Traditionally, food webs, while they map the interaction of all the animals and plants in an area, usually do not emphasize the human component. Crabtree and colleagues created a digital food web that captures all categories of consumers and consumed, can be defined for specific time periods and can also represent food webs after major food sources or predators disappear from the area. If an area suddenly becomes devoid of deer or humans or corn, for example, a food web of that situation can show where predators went to find prey, or which prey thrived for lack of a predator.
These knockout food webs — webs missing a specific predator or prey — show the changes and pressures on the food sources substituted for the missing ones, or the changes that occur when pressure is removed by removing a major consumer. The researchers report the results of their study today (Apr. 10) in the Journal of Archaeological Science.
"When people show up in the area around A.D. 600 they bring corn," said Crabtree. "It takes a while for critters to get used to it, but eventually, everything that eats vegetation, eats corn and prefers it."
Humans bringing corn into an area is a major disruption of the existing food web. Planting corn means clearing fields to displace whatever plants and animals were there, creating a high-energy plant source of food and switching plant eaters to the preferred higher-calorie food source.
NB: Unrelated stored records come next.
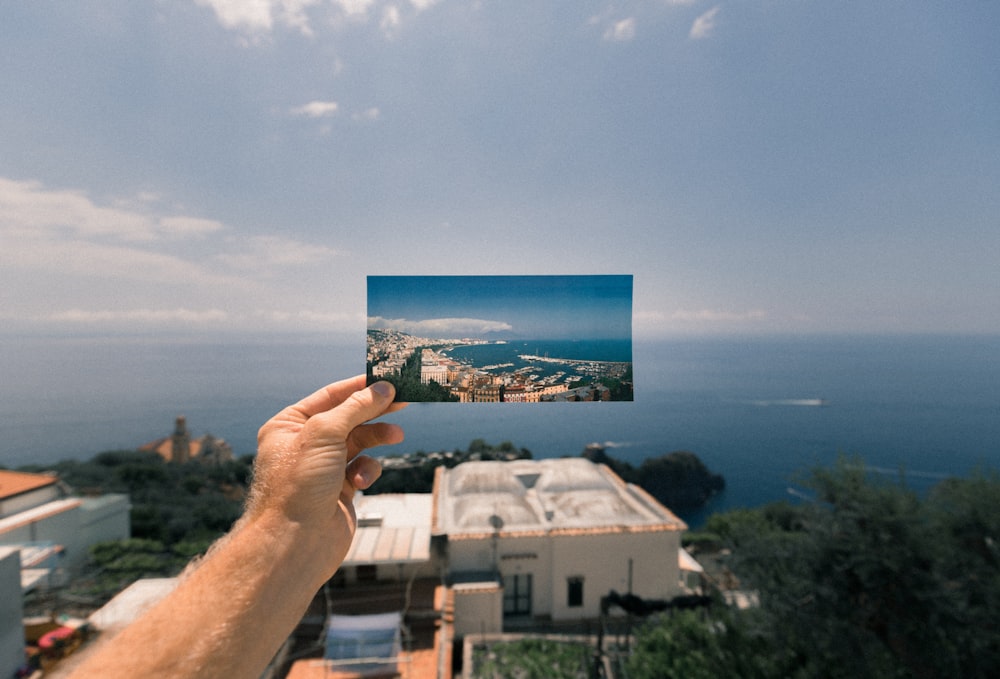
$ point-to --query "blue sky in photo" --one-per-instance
(206, 167)
(528, 307)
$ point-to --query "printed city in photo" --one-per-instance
(502, 339)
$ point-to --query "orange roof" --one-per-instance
(17, 483)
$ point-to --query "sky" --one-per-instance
(503, 307)
(199, 167)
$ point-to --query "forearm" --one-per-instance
(230, 615)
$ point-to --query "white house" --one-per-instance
(38, 514)
(547, 539)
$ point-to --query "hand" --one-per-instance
(309, 463)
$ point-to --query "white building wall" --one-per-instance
(530, 555)
(73, 523)
(600, 559)
(478, 609)
(603, 562)
(11, 613)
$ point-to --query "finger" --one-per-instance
(330, 396)
(373, 435)
(363, 471)
(359, 407)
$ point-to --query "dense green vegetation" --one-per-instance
(408, 385)
(531, 659)
(177, 512)
(867, 580)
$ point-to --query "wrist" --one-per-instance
(309, 553)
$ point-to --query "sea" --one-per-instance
(761, 411)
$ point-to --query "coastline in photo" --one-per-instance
(502, 339)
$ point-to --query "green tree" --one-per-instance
(871, 580)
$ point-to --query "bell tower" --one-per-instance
(180, 449)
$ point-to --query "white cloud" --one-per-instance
(28, 209)
(249, 15)
(316, 109)
(652, 323)
(704, 26)
(621, 31)
(164, 316)
(390, 20)
(367, 115)
(263, 254)
(445, 328)
(188, 227)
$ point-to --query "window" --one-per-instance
(517, 594)
(574, 592)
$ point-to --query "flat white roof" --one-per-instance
(532, 496)
(394, 528)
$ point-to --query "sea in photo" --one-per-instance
(759, 411)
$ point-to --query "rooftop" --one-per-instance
(542, 496)
(392, 528)
(18, 483)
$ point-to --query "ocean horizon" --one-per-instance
(759, 411)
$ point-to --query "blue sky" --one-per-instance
(526, 307)
(759, 166)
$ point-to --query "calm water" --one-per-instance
(927, 405)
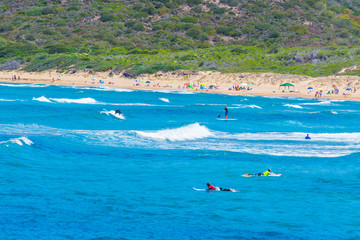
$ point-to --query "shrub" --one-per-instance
(106, 16)
(189, 19)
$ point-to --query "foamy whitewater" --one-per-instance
(73, 169)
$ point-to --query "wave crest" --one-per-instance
(189, 132)
(19, 141)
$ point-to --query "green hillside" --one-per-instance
(312, 37)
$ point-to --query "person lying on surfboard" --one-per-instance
(210, 187)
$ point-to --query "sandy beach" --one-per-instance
(262, 84)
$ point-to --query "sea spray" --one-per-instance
(189, 132)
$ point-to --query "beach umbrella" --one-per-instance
(287, 85)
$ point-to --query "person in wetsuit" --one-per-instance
(266, 173)
(210, 187)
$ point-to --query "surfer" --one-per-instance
(266, 173)
(212, 188)
(226, 111)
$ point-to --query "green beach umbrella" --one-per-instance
(287, 85)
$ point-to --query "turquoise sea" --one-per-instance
(70, 169)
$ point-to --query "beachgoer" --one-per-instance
(212, 188)
(226, 111)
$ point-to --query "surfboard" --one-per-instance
(252, 175)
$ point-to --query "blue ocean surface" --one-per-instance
(72, 169)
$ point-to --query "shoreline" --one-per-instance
(261, 84)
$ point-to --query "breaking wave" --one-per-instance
(81, 100)
(189, 132)
(41, 99)
(112, 112)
In the American Southwest, the Ancestral Puebloan people eventually preyed on their deer population enough so that they deer were no longer a reliable source of food. To compensate for this, they began to domesticate turkeys for food. Turkeys need to be fed corn if they are captive and that competes with corn for human consumption. At this time, corn made up 70 to 80 percent of Ancestral Puebloans' food and so feeding turkeys altered the food web.
To create the food web, the team identified all the common, noninvasive species in the area. They then added species that were found in archaeological sites, but were absent from the modern lists. In some food webs, components are identified by their function, so all humming birds are considered flying pollinators, but in this case each type of humming bird received its own place in the web, linked to what it ate and what, if anything, ate it. This produced a very complicated web, but supplied exceptional redundancy.